Die Kosten des Vereins werden in erster Linie durch die Jahresbeiträge der Mitglieder gedeckt. Der jährliche Mitgliederbeitrag wird von der Mitgliederversammlung festgelegt. Er ist jeweils mit Ablauf des ersten Quartals zu entrichten. Bei besonderen Anlässen oder zu besonderen Zwecken kann nach Beschluss der Mitgliederversammlung von den Mitgliedern eine jeweils festzusetzende Umlage erhoben werden.

§ 10 VERWENDUNG DER MITTEL

Die Vereinsmittel dürfen nur für satzungsgemäße Zwecke verwendet werden. Die Mitglieder erhalten keine Gewinnanteile und in ihrer Eigenschaft als Mitglied auch keine sonstigen Vergütungen aus Vereinsmitteln. Sie haben bei ihrem Ausscheiden oder bei Auflösung des Vereins keine Ansprüche auf das Vereinsvermögen.

Es darf keine Person durch Verwaltungsaufgaben, die dem Verein fremd sind, oder durch unverhältnismäßige Vergütungen begünstigt werden.
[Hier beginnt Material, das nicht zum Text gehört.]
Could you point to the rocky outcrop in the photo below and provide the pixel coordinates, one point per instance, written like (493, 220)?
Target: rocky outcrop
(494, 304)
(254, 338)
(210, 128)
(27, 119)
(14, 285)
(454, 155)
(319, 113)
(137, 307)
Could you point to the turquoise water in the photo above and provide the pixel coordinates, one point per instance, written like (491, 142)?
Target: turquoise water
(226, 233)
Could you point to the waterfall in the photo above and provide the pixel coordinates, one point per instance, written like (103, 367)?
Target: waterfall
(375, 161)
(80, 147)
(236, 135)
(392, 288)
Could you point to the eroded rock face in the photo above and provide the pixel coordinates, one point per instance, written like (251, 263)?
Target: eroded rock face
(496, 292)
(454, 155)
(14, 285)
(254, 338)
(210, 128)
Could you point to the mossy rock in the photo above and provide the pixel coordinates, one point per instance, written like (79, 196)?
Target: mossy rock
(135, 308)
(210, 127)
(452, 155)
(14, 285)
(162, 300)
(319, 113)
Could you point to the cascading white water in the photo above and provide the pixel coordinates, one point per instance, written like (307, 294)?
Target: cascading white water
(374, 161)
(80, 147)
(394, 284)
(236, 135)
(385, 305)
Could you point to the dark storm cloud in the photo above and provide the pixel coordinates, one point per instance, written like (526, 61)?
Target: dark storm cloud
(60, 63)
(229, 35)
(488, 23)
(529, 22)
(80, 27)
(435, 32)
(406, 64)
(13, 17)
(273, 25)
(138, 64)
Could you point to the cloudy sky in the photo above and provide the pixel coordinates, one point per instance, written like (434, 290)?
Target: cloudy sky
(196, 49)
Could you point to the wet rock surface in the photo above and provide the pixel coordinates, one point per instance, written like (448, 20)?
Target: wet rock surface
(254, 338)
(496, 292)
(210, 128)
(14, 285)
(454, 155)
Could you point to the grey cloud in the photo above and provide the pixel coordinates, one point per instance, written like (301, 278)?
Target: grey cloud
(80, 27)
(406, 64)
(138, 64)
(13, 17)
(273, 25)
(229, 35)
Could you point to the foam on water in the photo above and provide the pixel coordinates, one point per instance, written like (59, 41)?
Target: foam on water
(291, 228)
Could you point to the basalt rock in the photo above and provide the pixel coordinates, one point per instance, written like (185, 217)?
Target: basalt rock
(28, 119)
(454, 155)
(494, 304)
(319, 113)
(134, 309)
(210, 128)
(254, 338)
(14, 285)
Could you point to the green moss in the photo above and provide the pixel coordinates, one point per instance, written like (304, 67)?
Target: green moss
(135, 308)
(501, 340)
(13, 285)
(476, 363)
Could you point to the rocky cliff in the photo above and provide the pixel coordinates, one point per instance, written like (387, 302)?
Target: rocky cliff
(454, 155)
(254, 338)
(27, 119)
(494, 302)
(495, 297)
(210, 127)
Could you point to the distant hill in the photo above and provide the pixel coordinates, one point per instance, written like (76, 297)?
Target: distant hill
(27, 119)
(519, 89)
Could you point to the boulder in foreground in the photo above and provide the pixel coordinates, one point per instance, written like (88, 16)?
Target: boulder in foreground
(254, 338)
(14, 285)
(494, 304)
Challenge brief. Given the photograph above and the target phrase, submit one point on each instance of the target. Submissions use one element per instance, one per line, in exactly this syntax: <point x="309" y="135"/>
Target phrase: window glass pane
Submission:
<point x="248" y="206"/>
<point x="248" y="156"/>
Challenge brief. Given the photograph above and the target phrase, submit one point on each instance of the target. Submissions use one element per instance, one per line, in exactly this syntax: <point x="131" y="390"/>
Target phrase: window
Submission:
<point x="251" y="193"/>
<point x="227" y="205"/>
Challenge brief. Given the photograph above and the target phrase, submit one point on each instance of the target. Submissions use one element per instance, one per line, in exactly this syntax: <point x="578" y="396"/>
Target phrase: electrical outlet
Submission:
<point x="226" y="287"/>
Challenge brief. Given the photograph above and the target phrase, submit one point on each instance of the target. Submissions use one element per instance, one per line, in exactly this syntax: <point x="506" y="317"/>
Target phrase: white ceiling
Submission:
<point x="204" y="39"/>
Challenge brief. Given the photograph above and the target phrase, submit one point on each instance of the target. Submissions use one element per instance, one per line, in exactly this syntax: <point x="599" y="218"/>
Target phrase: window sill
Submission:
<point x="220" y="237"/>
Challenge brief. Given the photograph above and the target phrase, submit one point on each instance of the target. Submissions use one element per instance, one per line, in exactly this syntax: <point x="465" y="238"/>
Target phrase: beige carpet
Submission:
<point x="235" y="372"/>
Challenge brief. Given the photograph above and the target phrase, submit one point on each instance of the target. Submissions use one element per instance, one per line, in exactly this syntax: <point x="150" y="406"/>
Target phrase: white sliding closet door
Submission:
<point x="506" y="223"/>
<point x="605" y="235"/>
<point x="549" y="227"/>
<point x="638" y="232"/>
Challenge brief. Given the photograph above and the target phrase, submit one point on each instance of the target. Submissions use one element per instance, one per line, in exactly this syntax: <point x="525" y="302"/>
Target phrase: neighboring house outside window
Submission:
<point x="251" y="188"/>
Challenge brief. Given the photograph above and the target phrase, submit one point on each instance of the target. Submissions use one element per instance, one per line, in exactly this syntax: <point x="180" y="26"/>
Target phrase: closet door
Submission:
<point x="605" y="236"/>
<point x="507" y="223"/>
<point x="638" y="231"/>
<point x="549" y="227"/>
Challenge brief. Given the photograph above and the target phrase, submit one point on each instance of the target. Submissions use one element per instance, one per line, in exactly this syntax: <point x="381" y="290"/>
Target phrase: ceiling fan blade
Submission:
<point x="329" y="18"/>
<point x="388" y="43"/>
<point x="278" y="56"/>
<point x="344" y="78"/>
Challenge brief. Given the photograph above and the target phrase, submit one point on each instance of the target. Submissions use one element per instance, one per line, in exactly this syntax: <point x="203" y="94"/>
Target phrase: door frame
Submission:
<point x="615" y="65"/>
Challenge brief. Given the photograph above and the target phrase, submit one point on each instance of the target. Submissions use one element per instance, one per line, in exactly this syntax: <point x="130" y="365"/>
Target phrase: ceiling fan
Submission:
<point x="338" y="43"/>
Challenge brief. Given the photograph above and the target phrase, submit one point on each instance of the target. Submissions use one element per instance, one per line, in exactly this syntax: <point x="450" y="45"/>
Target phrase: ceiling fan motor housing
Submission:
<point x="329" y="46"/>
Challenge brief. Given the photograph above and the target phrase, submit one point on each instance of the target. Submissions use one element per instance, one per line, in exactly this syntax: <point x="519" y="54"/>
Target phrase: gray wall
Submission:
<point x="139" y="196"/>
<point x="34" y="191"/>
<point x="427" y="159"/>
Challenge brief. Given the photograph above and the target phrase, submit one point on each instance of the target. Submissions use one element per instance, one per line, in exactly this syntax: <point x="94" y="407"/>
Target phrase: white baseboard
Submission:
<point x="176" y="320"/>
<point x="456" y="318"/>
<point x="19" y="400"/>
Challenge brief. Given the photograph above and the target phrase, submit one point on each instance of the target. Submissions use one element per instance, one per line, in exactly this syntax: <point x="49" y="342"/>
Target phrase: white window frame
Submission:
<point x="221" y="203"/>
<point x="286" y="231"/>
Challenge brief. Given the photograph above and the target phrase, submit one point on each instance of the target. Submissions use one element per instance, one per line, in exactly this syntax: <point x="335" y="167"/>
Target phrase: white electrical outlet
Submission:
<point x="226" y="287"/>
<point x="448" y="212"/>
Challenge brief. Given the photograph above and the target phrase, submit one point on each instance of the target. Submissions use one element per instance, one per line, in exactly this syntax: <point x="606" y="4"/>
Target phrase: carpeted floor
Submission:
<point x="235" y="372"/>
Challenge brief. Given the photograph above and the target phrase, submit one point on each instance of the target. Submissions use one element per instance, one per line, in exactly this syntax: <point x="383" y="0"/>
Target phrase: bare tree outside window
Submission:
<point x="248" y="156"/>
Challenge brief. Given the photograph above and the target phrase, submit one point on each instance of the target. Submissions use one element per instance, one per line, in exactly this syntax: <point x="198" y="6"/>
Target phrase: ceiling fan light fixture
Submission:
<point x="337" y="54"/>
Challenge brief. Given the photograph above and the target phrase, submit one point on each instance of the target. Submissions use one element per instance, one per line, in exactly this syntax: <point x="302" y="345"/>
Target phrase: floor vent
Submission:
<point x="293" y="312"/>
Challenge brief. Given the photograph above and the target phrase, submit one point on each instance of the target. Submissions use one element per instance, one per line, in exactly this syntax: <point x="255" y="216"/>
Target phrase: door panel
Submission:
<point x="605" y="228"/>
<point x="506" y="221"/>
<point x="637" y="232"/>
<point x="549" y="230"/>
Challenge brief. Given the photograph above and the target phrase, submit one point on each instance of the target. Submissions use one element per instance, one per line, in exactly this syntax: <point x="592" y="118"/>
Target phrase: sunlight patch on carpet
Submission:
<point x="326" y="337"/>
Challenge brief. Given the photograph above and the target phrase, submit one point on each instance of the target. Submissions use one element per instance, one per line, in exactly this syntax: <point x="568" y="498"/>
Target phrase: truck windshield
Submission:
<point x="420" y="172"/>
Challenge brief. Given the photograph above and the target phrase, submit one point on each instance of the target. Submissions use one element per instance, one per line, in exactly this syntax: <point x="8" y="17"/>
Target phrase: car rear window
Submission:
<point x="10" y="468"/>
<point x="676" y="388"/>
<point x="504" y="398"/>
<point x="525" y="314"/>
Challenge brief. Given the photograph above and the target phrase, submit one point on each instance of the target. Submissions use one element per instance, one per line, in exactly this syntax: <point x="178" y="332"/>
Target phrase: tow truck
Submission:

Der Vorstand, Kassier, Schriftführer oder die Mitglieder des Beirates haben keinen Anspruch auf eine Vergütung ihrer Tätigkeit.

§ 11 GESCHÄFTSJAHR UND RECHNUNGSPRÜFUNG

Das Geschäftsjahr ist das Kalenderjahr.

Kasse und Rechnung des Vereins sind mindestens einmal jährlich durch zwei von der Mitgliederversammlung für die Dauer von zwei Jahren beauftragte Kassenprüfer zu prüfen.

§ 12 AUFLÖSUNG DES VEREINS

Über eine Auflösung des Vereins kann nur in der Mitgliederversammlung beschlossen werden, auf deren Tagesordnung die Beschlussfassung über die beabsichtigte Vereinsauflösung angekündigt wurde.

Zur Auflösung des Vereins bedarf es einer 2/3 Mehrheit aller Vereinsmitglieder.

Bei Beschlussunfähigkeit wird in einer nachfolgenden Mitgliederversammlung mit 2/3 Mehrheit der anwesenden Mitglieder entschieden.

Bei Auflösung des Vereins fällt das Vereinsvermögen der Ortschaftsverwaltung Ebnat zur Verwaltung zu, bis eine Vereinigung mit gleicher Zielsetzung gegründet wird.